Газеты Лограньо довольно много писали об этом обеде. Левая пресса расхваливала меня, повторяя небылицы Гальегоса обо мне как о революционере. Правые же злонамеренно [216] приписывали мне резкие нападки на церковь, собственность и семью. Последний факт меня особенно удивил, ведь не только я, но и другие ничего не говорили о семье.
Естественно, моему брату Маноло не понравилось, что на обеде, организованном в мою честь почти у ворот его имения, требовали конфискации помещичьей земли и нападали на церковь.
Накануне моего отъезда у нас произошел небольшой спор. Его всегда бесила занимаемая мною левая позиция. Во время бурного разговора Маноло разбирал вещи в шкафу и наткнулся на карлистский берет от старой военной формы нашего отца. В шутку я попросил его надеть берет, сказав при этом, что в наше время его убеждения выглядят столько же устаревшими и нелепыми, как этот головной убор и иллюзии карлистов.

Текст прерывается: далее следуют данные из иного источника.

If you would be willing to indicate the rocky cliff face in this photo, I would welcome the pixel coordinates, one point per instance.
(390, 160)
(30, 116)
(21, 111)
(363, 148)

Ни один из нас не мог тогда представить себе, что спустя пять лет мой брат в этом берете вместе с тысячами рекете{104} в таких же беретах, примкнув к мятежникам, с криками «Бог, родина, король!» будут стрелять в нас и станут той силой, которая больше всего причинит зла республике.
* * *
По пути в Мадрид я заехал в Виторию забрать Хосе Арагона. В мое отсутствие там произошли некоторые политические изменения. Отца Хосе, дона Габриеля Мартикеса де Арагона, назначили губернатором Алавы. Это решение население Витории приняло с удовлетворением, зная доброту и честность дона Габриеля.
Мэром стал Томас Альфаро Фурниер, летчик-планерист, о котором я говорил в начале своих мемуаров. Он дружил со мной и с моим братом Эраклио. Арагон и Альфаро принадлежали к крупной буржуазии Витории. Семья Томаса являлась одной из самых богатых в городе, к тому же он был женат на мадридской аристократке, приятной даме и будущей графине (уже не помню, какого графства). Его назначение население встретило довольно холодно.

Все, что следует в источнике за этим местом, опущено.